Légiférer les consciences
Posté par Philippe Baron - 31 mar 2009 à 15:02La régulation devient le maître-mot en ces temps de crise économique mais le G20 qui se prépare à Londres ne sera certainement pas suffisant à mettre tout le monde d’accord sur les mesures à prendre, le calendrier, le dosage, les moyens, les ressources, les outils, la communication, etc. Le chantier est énorme: assainir le systeme financier, débarasser les paradis fiscaux de l’argent sale, et surtout réguler le marché.
Ce marché qui obéit à la seule loi de l’offre et de la demande, ce marché responsable des délocalisations, ce marché enfin qui permet aux actionnaires de tirer les dividendes de leurs apports en capital, avec pour seul mot d’ordre la maximisation des profits. Réguler le marché, c’est donc avant tout responsabiliser l’actionnariat des entreprises, en leur faisant prendre conscience que si les conditions sont réunies pour que leurs affaires prospères, c’est avant tout grâce à des Etats forts, capables d’assurer la sécurité des biens et des personnes, de mettre à la disposition de ces mêmes biens et personnes des infrastructures de transport, de formation, de santé, etc.
Jusqu’à présent, la concurrence des pays émergents était relativement limitée et même si une pression concurrentielle pouvait s’exercer, les dirigeants d’entreprises n’avaient recours aux délocalisations que dans des cas extrêmes ou lorsque le pays hôte avait déjà les qualités requises pour assurer une production fiable et comparable au pays ainsi délocalisé. Mais aujourd’hui les circuits d’expatriation de l’outil de travail et les réseaux de transport internationaux facilitent l’installation des nouveaux centres de production dans les pays à ayant une main d’oeuvre bon marché. La nouvelle conception du management dans un environnement mondialisé ordonne donc à tout décideur de ne se baser que sur des calculs financiers pour une telle opération, sans consulter sa conscience, qui lui dirait peut-être de se battre pour faire rester son usine en Europe.

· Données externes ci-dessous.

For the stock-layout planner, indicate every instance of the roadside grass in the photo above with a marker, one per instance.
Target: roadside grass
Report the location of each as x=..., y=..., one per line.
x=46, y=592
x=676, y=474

Cet état de fait soulève l’indignation dans les pays occidentaux et la démocratie étant ce qu’elle est, les pouvoirs publics vont désormais se mettre à barricader le système au maximum, contraignant autant que faire se peut les entreprises à ne pas délocaliser, à ne pas licencier, à ne pas fournir des parachutes dorés, ni des bonus lorsque la société a reçu des fonds publics. c’est donc une négociation à tous les étages qui s’enclenche: entre Etats pour que les règles soient les mêmes partout, et entre partenaires sociaux pour que d’une part les salariés puissent continuer à vivre dignement de leur travail et pour que les entreprises puissent tout de même dégager des profits, faute de quoi elles devront mettre la clé sous la porte et licencier l’ensemble des employés.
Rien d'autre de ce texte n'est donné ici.